Novel Biomarkers of Mastitis in Goat Milk Revealed by MALDI-TOF-MS-Based Peptide Profiling

Abstract

Mastitis is the most common infection of dairy goats impairing milk production and quality, which is usually recognized by mammary gland visual inspection and palpation. Subclinical forms of the disease are also widely represented, which lack the typical signs of the clinical ones but are still associated with reduced production and safety for human consumption of milk, generally presenting a high bacterial count. In order to obtain novel analytical tools for rapid and non-invasive diagnosis of mastitis in goats, we analyzed milk samples from healthy, subclinical and clinical mastitic animals with a MALDI-TOF-MS-based peptidomic platform, generating disease group-specific spectral profiles whose signal intensity and mass values were analyzed by statistics. Peculiar spectral signatures of mastitis with respect to the control were identified, while no significant spectral differences were observed between clinical and subclinical milk samples. Discriminant signals were assigned to specific peptides through nanoLC-ESI-Q-Orbitrap-MS/MS experiments. Some of these molecules were predicted to have an antimicrobial activity based on their strong similarity with homolog bioactive compounds from other mammals. Through the definition of a panel of peptide biomarkers, this study provides a very rapid and low-cost method to routinely detect mastitic milk samples even though no evident clinical signs in the mammary gland are observed.

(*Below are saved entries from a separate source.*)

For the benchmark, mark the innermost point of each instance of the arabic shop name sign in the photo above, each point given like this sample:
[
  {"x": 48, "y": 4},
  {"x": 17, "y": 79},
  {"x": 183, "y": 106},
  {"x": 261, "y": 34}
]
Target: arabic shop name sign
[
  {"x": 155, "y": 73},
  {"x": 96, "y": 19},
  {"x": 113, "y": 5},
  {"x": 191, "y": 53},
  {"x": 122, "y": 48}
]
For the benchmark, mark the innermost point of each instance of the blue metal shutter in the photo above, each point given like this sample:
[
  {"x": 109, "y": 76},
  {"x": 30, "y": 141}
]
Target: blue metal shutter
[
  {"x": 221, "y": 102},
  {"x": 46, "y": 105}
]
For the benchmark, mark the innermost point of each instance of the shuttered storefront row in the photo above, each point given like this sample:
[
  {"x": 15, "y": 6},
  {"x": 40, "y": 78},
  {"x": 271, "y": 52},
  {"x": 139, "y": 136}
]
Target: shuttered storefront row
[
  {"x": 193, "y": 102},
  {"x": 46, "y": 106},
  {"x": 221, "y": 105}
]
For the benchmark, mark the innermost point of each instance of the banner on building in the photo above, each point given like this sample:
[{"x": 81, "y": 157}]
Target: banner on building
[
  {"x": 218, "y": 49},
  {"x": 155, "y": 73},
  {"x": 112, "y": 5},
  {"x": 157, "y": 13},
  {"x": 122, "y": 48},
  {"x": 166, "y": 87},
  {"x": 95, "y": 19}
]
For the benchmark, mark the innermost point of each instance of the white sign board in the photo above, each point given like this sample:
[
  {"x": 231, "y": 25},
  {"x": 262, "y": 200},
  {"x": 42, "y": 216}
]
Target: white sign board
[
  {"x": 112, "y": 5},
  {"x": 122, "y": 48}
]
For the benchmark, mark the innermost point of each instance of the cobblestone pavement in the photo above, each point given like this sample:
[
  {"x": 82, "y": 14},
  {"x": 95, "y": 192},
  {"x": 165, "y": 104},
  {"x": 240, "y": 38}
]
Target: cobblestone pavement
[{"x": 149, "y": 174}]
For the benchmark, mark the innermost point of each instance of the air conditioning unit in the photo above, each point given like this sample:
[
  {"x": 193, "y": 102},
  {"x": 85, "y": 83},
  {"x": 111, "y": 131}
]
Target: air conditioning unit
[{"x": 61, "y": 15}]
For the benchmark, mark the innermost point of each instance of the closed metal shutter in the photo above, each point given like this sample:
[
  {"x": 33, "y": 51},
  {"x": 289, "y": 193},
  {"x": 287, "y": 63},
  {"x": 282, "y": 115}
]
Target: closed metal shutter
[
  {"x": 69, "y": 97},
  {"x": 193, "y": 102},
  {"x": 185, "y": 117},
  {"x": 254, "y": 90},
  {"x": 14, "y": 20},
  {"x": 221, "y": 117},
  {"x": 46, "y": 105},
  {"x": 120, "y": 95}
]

Keywords: biomarker; mastitis; milk goat; peptide profiling; peptidomic.

Figure 1

Classification of goat milk samples by different parameters. (A) Classification according to the clinical examination of goats; (B) classification according to bacteriological analysis of goat milk samples; (C) classification according to the combination of clinical examination and bacteriological analysis; (D) classification according to the combination of clinical examination, bacteriological analysis and evaluation of milk somatic cell count (SCC) values.

Figure 2

Average MALDI-TOF mass spectra of control milk samples (red), subclinical mastitic milk samples with SCC values < 500 × 10³ cells/mL (green), subclinical mastitic milk samples with SCC values = 500–1500 × 10³ cells/mL (blue), subclinical mastitic milk samples with SCC values > 1500 × 10³ cells/mL (apple green), clinical mastitic milk samples with SCC values < 500 × 10³ cells/mL (violet), clinical mastitic milk samples with SCC values = 500–1500 × 10³ cells/mL (dark green), clinical mastitic milk samples with SCC values > 1500 × 10³ cells/mL (dark blue).

Figure 3

Average intensity trends of serum amyloid A3 peptide markers identified by MALDI-TOF-MS profiling of subclinical, clinical and control milk samples.

Figure 4

Determination of milk amyloid A in mastitic goat milk samples. Protein from subclinical (left) and clinical (right) samples with different SCC was titrated by sandwich ELISA according to what reported in the experimental section. Samples were analyzed in duplicate and data are reported as mean values ± SEM. The program GraphPad Prism 6 (GraphPad Software, San Diego, CA, USA) was used to perform two-way ANOVA, followed by the Tukey post-hoc test. * p < 0.05; ** p < 0.01; *** p < 0.001.

Figure 5

Evaluation of the various proteolytic enzymes putatively involved in the release of the milk peptides. A logarithmic scatter plot graph plotted using odds ratio (X-axis) and the total sites cleaved by the enzyme at termini (Y-axis).